Hulajnoga elektryczna kontra rower w Houten

hulajnoga elektryczna i tragiczny wypadek

Wypadki z udziałem rowerzystów i osób jeżdżących na hulajnogach elektrycznych potrafią mieć tragiczne skutki. Doskonałym przykładem jest tu choćby wydarzenie, do jakiego doszło w środku nocy, z soboty na niedzielę w Houten. Co jednak ciekawe udziału nie brał w nim „ten zły kierowca samochodu” i jego maszyna. Jednoślady zderzyły się ze sobą z taką siłą, że musiało interweniować lotnicze pogotowie ratunkowe.

Królowie dróg

W Holandii od pewnego czasu trwa spór, który można porównać do meczu ping-ponga.
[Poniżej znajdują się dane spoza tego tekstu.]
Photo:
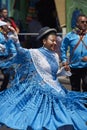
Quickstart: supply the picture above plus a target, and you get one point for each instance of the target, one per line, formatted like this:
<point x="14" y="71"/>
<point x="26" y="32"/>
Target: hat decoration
<point x="44" y="31"/>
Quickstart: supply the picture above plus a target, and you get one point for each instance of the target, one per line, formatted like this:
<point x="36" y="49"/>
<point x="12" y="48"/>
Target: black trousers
<point x="78" y="79"/>
<point x="5" y="81"/>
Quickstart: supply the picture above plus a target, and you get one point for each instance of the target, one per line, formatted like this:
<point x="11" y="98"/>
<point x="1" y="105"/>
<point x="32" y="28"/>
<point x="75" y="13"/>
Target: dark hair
<point x="3" y="9"/>
<point x="81" y="15"/>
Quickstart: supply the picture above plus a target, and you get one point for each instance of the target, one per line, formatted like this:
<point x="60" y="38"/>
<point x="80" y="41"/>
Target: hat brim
<point x="2" y="23"/>
<point x="46" y="32"/>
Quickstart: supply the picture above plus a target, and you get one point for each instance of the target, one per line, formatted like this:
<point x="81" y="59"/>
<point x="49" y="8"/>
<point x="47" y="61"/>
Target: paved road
<point x="63" y="80"/>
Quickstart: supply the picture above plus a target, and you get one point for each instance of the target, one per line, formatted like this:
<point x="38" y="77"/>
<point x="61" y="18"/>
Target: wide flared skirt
<point x="37" y="109"/>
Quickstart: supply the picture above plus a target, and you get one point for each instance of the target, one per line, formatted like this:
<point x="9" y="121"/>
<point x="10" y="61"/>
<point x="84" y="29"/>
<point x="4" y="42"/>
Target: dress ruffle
<point x="31" y="102"/>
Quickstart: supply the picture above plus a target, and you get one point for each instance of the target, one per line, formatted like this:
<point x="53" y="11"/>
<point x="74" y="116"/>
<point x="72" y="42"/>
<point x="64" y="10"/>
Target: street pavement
<point x="62" y="80"/>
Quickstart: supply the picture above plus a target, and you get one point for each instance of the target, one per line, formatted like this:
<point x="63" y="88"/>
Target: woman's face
<point x="50" y="42"/>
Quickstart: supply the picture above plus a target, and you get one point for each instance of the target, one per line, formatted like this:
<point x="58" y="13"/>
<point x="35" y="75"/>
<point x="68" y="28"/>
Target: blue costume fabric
<point x="35" y="100"/>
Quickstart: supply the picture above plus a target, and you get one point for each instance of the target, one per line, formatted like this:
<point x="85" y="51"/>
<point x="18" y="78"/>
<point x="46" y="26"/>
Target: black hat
<point x="45" y="30"/>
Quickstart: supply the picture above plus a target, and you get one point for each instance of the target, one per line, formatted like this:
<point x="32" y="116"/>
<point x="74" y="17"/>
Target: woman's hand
<point x="66" y="66"/>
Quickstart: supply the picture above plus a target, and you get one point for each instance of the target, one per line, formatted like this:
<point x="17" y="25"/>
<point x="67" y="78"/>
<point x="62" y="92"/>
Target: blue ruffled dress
<point x="35" y="100"/>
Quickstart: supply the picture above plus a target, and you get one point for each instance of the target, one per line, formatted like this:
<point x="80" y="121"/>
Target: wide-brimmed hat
<point x="2" y="23"/>
<point x="44" y="31"/>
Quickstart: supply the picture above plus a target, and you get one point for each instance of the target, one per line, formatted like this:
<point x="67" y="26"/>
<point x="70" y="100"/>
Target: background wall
<point x="71" y="7"/>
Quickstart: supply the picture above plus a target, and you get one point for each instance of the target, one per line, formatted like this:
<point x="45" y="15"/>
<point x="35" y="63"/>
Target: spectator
<point x="76" y="41"/>
<point x="36" y="100"/>
<point x="4" y="16"/>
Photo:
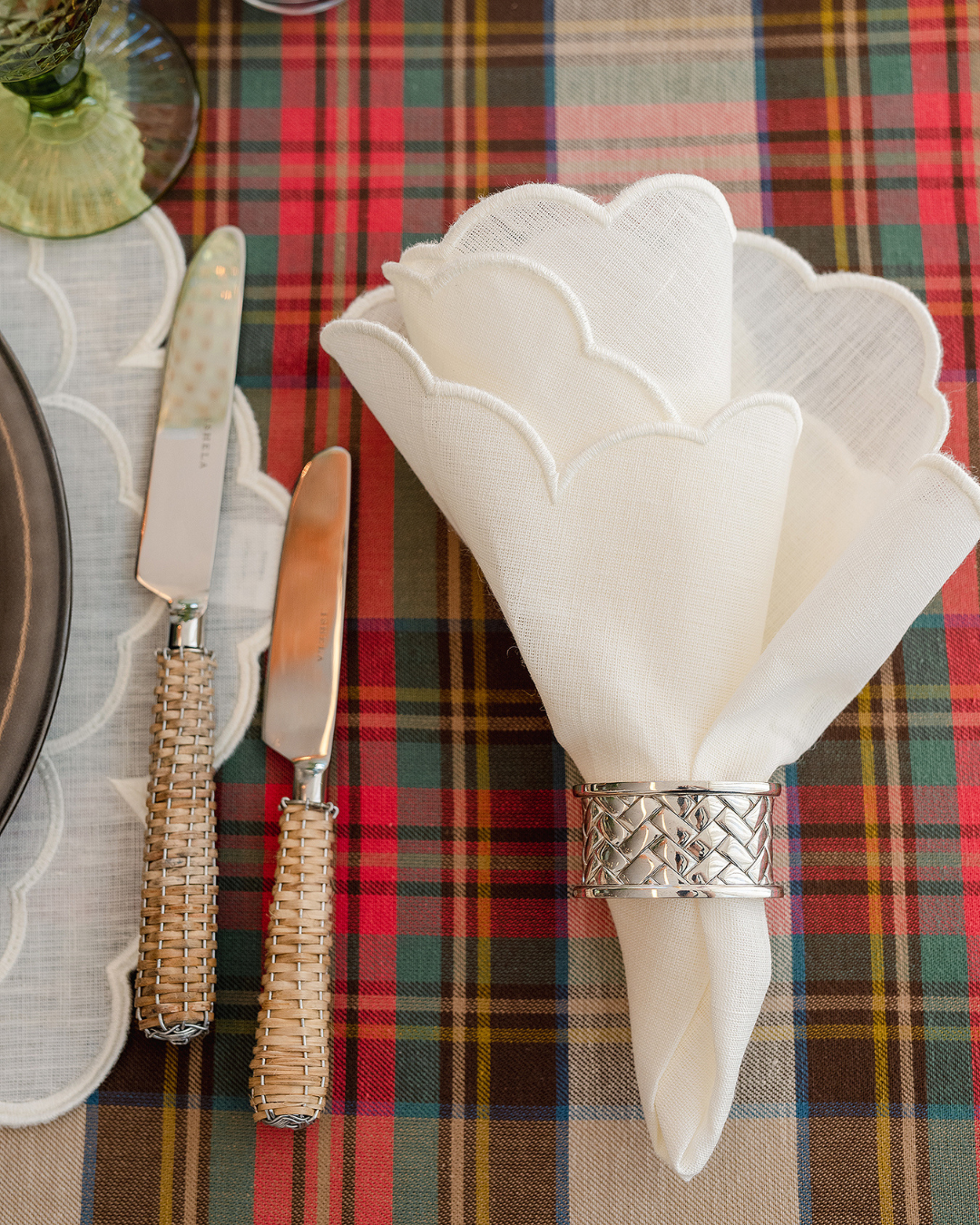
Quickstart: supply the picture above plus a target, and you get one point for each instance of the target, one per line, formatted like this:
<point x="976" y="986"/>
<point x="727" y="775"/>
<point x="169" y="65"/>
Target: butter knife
<point x="290" y="1070"/>
<point x="175" y="970"/>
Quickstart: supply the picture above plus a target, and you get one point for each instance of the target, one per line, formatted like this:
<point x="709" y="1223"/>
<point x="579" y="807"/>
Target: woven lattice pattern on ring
<point x="290" y="1071"/>
<point x="692" y="838"/>
<point x="175" y="972"/>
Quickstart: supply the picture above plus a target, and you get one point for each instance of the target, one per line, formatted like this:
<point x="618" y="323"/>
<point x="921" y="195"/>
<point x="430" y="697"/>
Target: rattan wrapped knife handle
<point x="289" y="1070"/>
<point x="175" y="973"/>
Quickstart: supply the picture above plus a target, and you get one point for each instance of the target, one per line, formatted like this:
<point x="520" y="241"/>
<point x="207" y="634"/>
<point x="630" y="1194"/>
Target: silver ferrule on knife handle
<point x="310" y="780"/>
<point x="186" y="626"/>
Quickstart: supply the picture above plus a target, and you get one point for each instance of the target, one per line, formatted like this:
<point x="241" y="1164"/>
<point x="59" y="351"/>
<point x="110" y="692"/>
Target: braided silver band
<point x="676" y="840"/>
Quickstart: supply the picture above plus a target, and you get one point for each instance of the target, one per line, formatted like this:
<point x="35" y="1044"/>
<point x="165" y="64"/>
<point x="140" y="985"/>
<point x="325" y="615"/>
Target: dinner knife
<point x="289" y="1070"/>
<point x="175" y="969"/>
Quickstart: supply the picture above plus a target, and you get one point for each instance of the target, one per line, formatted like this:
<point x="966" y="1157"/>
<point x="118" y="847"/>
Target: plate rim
<point x="34" y="414"/>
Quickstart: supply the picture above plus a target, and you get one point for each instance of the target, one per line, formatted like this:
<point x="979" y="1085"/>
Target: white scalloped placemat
<point x="87" y="320"/>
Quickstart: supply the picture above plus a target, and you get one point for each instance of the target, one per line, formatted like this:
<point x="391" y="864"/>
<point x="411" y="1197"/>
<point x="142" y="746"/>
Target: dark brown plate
<point x="34" y="581"/>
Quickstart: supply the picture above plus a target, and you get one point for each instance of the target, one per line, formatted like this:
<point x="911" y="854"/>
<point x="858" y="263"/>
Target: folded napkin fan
<point x="703" y="484"/>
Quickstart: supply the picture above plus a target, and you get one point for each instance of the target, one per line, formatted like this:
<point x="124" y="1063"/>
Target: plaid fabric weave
<point x="482" y="1064"/>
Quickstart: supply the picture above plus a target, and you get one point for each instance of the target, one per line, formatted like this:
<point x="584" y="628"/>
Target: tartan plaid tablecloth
<point x="482" y="1067"/>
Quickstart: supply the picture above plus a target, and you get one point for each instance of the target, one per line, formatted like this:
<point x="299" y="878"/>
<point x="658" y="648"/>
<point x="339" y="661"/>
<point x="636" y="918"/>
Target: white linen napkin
<point x="703" y="486"/>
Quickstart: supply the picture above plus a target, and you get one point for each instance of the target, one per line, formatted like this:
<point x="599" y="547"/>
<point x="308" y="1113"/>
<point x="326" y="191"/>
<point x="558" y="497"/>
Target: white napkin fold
<point x="699" y="583"/>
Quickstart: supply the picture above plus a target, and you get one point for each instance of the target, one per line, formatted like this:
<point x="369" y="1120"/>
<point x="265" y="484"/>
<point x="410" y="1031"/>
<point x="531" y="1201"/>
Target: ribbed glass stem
<point x="59" y="91"/>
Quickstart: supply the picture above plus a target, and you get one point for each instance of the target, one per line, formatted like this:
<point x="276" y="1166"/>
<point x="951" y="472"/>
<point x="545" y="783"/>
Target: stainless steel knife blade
<point x="175" y="970"/>
<point x="304" y="659"/>
<point x="182" y="504"/>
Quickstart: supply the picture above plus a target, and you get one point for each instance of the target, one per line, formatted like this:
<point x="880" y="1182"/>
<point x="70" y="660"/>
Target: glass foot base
<point x="116" y="150"/>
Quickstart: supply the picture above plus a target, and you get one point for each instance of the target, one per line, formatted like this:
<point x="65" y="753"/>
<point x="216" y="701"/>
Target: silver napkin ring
<point x="676" y="840"/>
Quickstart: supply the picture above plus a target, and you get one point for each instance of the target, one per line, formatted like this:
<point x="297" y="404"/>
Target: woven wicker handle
<point x="289" y="1070"/>
<point x="175" y="973"/>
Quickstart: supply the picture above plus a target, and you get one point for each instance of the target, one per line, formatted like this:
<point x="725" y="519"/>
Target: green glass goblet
<point x="98" y="114"/>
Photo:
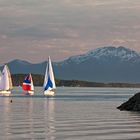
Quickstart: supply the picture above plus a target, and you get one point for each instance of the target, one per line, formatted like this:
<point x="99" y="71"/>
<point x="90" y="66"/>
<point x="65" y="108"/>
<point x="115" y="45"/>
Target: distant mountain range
<point x="107" y="64"/>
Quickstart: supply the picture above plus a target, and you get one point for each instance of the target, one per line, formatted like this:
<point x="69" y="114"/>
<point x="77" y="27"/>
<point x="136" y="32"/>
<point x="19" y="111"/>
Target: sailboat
<point x="5" y="82"/>
<point x="27" y="85"/>
<point x="49" y="82"/>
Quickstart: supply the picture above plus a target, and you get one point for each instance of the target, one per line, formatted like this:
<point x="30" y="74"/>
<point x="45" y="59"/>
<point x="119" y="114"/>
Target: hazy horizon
<point x="32" y="30"/>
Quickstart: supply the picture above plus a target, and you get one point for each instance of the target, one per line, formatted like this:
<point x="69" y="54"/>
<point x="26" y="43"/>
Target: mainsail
<point x="49" y="82"/>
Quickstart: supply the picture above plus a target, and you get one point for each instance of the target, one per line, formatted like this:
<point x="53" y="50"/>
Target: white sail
<point x="5" y="81"/>
<point x="27" y="85"/>
<point x="32" y="85"/>
<point x="49" y="82"/>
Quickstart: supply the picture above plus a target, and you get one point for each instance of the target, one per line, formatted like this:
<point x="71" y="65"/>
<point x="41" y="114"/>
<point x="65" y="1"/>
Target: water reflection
<point x="49" y="116"/>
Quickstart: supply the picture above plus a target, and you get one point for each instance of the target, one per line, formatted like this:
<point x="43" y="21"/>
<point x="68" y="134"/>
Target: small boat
<point x="49" y="82"/>
<point x="5" y="82"/>
<point x="27" y="85"/>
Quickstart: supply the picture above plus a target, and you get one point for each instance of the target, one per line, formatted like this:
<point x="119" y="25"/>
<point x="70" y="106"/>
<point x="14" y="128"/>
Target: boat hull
<point x="5" y="93"/>
<point x="30" y="93"/>
<point x="48" y="93"/>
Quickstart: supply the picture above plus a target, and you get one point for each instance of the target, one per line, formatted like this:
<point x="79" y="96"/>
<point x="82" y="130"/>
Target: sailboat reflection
<point x="49" y="116"/>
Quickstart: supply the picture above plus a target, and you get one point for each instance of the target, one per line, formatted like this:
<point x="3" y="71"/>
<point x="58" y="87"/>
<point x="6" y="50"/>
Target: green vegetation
<point x="38" y="81"/>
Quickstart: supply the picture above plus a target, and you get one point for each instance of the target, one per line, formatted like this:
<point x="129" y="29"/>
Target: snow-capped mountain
<point x="107" y="64"/>
<point x="121" y="53"/>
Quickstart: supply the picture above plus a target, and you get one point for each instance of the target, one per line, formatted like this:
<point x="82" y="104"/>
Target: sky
<point x="32" y="30"/>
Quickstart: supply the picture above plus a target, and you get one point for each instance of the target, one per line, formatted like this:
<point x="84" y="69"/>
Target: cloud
<point x="65" y="28"/>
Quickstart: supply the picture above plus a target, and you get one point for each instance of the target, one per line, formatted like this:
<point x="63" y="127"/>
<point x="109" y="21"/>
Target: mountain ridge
<point x="106" y="64"/>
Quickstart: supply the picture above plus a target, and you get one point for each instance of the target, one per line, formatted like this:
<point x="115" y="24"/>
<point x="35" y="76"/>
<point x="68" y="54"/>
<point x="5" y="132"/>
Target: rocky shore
<point x="133" y="104"/>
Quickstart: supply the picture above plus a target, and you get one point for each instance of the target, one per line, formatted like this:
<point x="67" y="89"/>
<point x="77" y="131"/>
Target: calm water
<point x="73" y="114"/>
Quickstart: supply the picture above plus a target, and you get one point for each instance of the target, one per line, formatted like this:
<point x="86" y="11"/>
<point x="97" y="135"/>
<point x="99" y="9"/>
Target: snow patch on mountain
<point x="122" y="53"/>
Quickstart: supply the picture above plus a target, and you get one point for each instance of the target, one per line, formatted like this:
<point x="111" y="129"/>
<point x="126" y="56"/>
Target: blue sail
<point x="49" y="84"/>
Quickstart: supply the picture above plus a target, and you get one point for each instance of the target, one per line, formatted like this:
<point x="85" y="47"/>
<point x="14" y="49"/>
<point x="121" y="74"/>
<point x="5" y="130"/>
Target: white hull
<point x="5" y="92"/>
<point x="30" y="93"/>
<point x="48" y="93"/>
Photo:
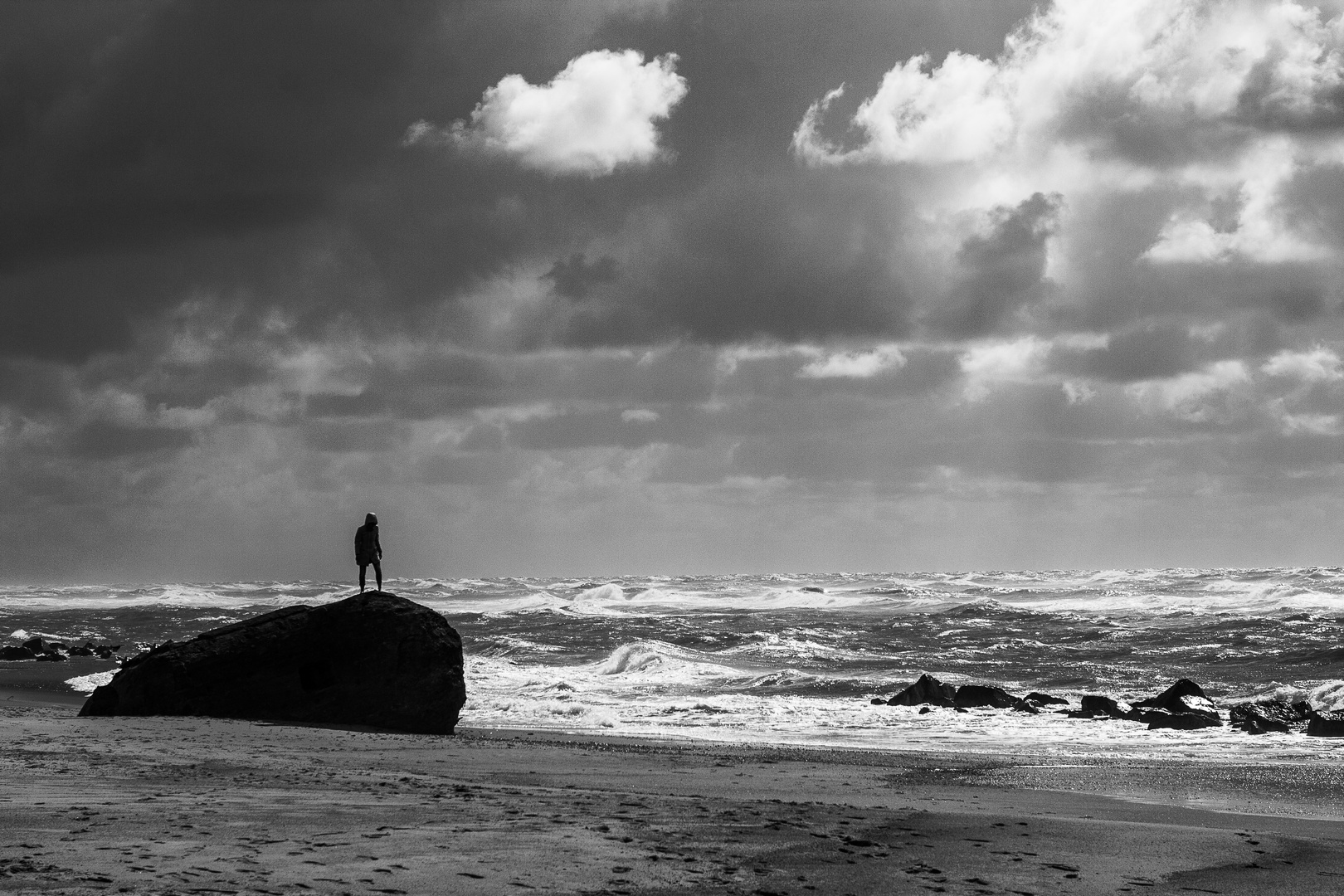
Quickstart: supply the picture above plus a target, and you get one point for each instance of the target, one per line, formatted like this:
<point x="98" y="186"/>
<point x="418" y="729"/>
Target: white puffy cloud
<point x="1196" y="395"/>
<point x="1211" y="109"/>
<point x="953" y="113"/>
<point x="1316" y="366"/>
<point x="596" y="116"/>
<point x="855" y="364"/>
<point x="988" y="364"/>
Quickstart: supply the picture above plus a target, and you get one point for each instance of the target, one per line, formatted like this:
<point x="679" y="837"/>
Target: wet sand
<point x="219" y="806"/>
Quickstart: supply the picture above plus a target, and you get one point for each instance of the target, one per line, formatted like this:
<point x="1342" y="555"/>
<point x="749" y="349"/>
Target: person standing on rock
<point x="368" y="550"/>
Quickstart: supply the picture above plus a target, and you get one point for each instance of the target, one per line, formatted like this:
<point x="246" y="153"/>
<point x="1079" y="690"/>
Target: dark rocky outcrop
<point x="925" y="689"/>
<point x="1045" y="699"/>
<point x="984" y="696"/>
<point x="1268" y="716"/>
<point x="371" y="660"/>
<point x="1096" y="704"/>
<point x="1179" y="720"/>
<point x="1326" y="724"/>
<point x="1181" y="698"/>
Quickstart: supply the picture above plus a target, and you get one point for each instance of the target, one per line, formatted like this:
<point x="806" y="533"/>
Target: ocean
<point x="797" y="659"/>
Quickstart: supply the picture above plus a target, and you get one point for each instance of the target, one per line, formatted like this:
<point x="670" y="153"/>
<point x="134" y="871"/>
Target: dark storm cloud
<point x="102" y="441"/>
<point x="572" y="278"/>
<point x="1152" y="349"/>
<point x="611" y="429"/>
<point x="144" y="145"/>
<point x="1003" y="268"/>
<point x="346" y="437"/>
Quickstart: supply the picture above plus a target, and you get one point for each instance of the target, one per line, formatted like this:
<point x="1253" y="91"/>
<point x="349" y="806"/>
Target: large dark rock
<point x="1266" y="716"/>
<point x="1179" y="720"/>
<point x="925" y="689"/>
<point x="371" y="660"/>
<point x="1045" y="699"/>
<point x="984" y="696"/>
<point x="1096" y="704"/>
<point x="1181" y="698"/>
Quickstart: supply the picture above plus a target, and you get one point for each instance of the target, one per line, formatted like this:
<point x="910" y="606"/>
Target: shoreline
<point x="1292" y="787"/>
<point x="194" y="804"/>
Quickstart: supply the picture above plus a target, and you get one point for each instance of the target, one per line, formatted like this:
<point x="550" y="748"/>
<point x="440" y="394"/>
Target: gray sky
<point x="657" y="286"/>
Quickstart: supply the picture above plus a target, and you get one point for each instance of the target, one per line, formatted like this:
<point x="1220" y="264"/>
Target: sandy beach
<point x="191" y="805"/>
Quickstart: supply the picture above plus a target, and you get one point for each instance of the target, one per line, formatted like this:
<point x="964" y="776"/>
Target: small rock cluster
<point x="45" y="650"/>
<point x="1183" y="707"/>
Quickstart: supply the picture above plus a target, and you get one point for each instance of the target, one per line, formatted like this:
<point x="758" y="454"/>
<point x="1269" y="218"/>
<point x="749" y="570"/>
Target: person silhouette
<point x="368" y="550"/>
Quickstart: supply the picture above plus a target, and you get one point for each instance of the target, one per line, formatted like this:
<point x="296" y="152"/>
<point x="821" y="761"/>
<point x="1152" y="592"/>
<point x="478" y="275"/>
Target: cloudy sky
<point x="657" y="286"/>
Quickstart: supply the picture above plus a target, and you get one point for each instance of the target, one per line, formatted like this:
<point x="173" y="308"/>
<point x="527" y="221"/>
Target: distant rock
<point x="1326" y="724"/>
<point x="1181" y="698"/>
<point x="1268" y="716"/>
<point x="1045" y="699"/>
<point x="925" y="689"/>
<point x="984" y="696"/>
<point x="371" y="660"/>
<point x="1179" y="720"/>
<point x="1094" y="704"/>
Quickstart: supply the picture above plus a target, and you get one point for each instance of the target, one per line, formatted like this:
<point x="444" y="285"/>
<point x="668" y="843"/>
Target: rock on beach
<point x="370" y="660"/>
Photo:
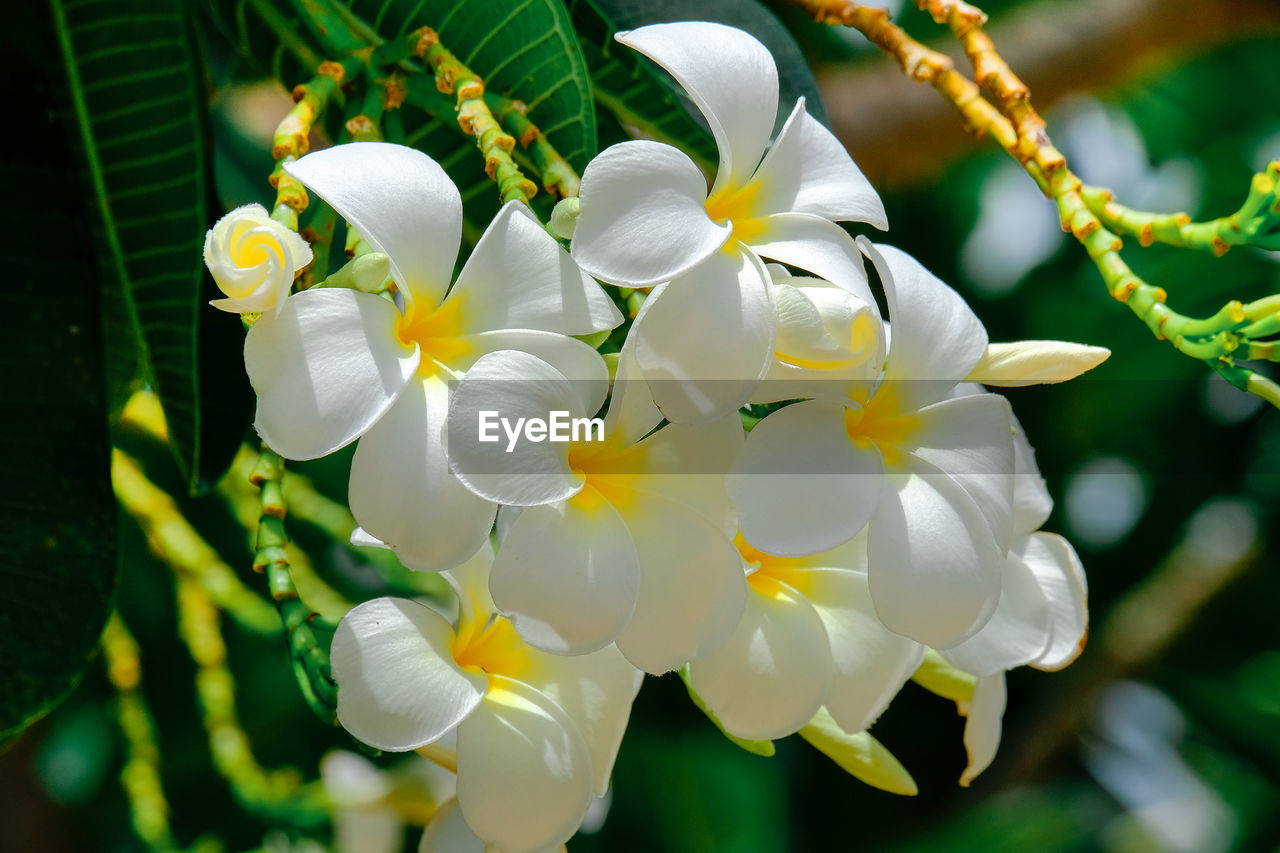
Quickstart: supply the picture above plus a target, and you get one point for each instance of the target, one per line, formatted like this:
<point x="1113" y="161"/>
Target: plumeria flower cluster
<point x="882" y="518"/>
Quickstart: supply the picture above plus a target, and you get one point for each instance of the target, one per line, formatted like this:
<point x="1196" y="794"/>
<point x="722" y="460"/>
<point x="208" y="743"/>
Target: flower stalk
<point x="474" y="115"/>
<point x="178" y="543"/>
<point x="266" y="792"/>
<point x="309" y="656"/>
<point x="149" y="810"/>
<point x="558" y="176"/>
<point x="1088" y="213"/>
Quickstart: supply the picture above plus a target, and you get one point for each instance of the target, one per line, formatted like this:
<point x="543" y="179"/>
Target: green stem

Z jednej strony znajdują się kierowcy prowadzący samochody i motocykle. Z drugiej rowerzyści, których w ostatnim czasie wsparli użytkownicy skuterów malej pojemności, (mogących jeździć po ścieżkach rowerowych). Rowerzyści wskazują, iż kierowcy wjeżdżają na ścieżki rowerowe lub parkują w taki sposób, iż kierowcy na jednośladach mają problem obok nich przejechać. „Samochodziarze” wskazują, iż kolarze zapominają o zasadach ruchu drogowego, często wykonując nagłe manewry bez wcześniejszego ich zgłoszenia. Nie mówiąc już o tym, że często jadąc w grupie, zamiast pedałować gęsiego ścieżką, jadą obok siebie, zajmując pół drogi. Takie odbijanie piłeczki trwa latami. Obie strony mają bowiem swoje racje, a wypadki z udziałem samochodu i rowerzysty czy osoby na skuterze bywają tragiczne.

 

Zmora na 2 kołach

Od pewnego czasu w obozie rowerzystów zaczyna panować pewien rozłam. Kolarze są bowiem coraz bardziej negatywnie nastawieni do ludzi podróżujących na hulajnogach elektrycznych. Cykliści postrzegają ich podobnie, jak oni są postrzegani przez kierowców. Uważają, że osoby te nie mają pojęcia o zasadach ruchu drogowego. Uważają, iż wszystko im wolno i są panami na ścieżkach czy chodnikach.  W tym wypadku, można by powiedzieć, że jest w tym sporo racji, ale na szczęście ewentualne wypadki z ich udziałem nie powinny być tragiczne w skutkach. Rower tak jak hulajnoga, ważą maksymalnie kilkanaście kilo. Powinno więc skończyć się tylko na siniakach.  Nic jednak bardziej mylnego, o czym doskonale świadczy sytuacja z Houten.

Wypadek

W nocy z soboty na niedzielę, na Hofstadpad w Houten zderzyły się trzy osoby. W kolizji tej uczestniczył kierowca hulajnogi elektrycznej i dwie dziewczyny na rowerze. Wszyscy stracili równowagę i przewrócił się. Wypadek, mający miejsce na ścieżce rowerowej między Houten Castellum i Schalkwijksebrug, okazał się pomimo wspomnianej „lekkości” pojazdów bardzo niebezpieczny.
Obrażenia ofiar były na tyle duże, iż na miejsce musiano wezwać śmigłowiec lotniczego pogotowia ratunkowego. Ofiary po ustabilizowaniu ich stanu, zostały przewiezione od szpitala.

Szukanie winnych

Kto był winny wypadkowi? To bada śledztwo. Już teraz można jednak powiedzieć, iż fizyka. Nie liczy się bowiem tylko masa pojazdu, ale i prędkość, z jaką on się przemieszcza. W przypadku zaś hulajnogi ta może wynosić nawet 40km/h. Gdy więc dojdzie do wypadku, jej użytkownik wylatuje z niej często jak z katapulty. Uderzając zaś w inny jednoślad, cała ta energia uwalniana jest często w ciała użytkowników. Nie ma tam bowiem poduszek powietrznych czy stref kontrolowanego zgniotu jak w samochodach. Dlatego też, by zapobiec podobnym incydentom coraz częściej słyszy się o tym, by skodyfikować zasady korzystania z hulajnóg elektrycznych.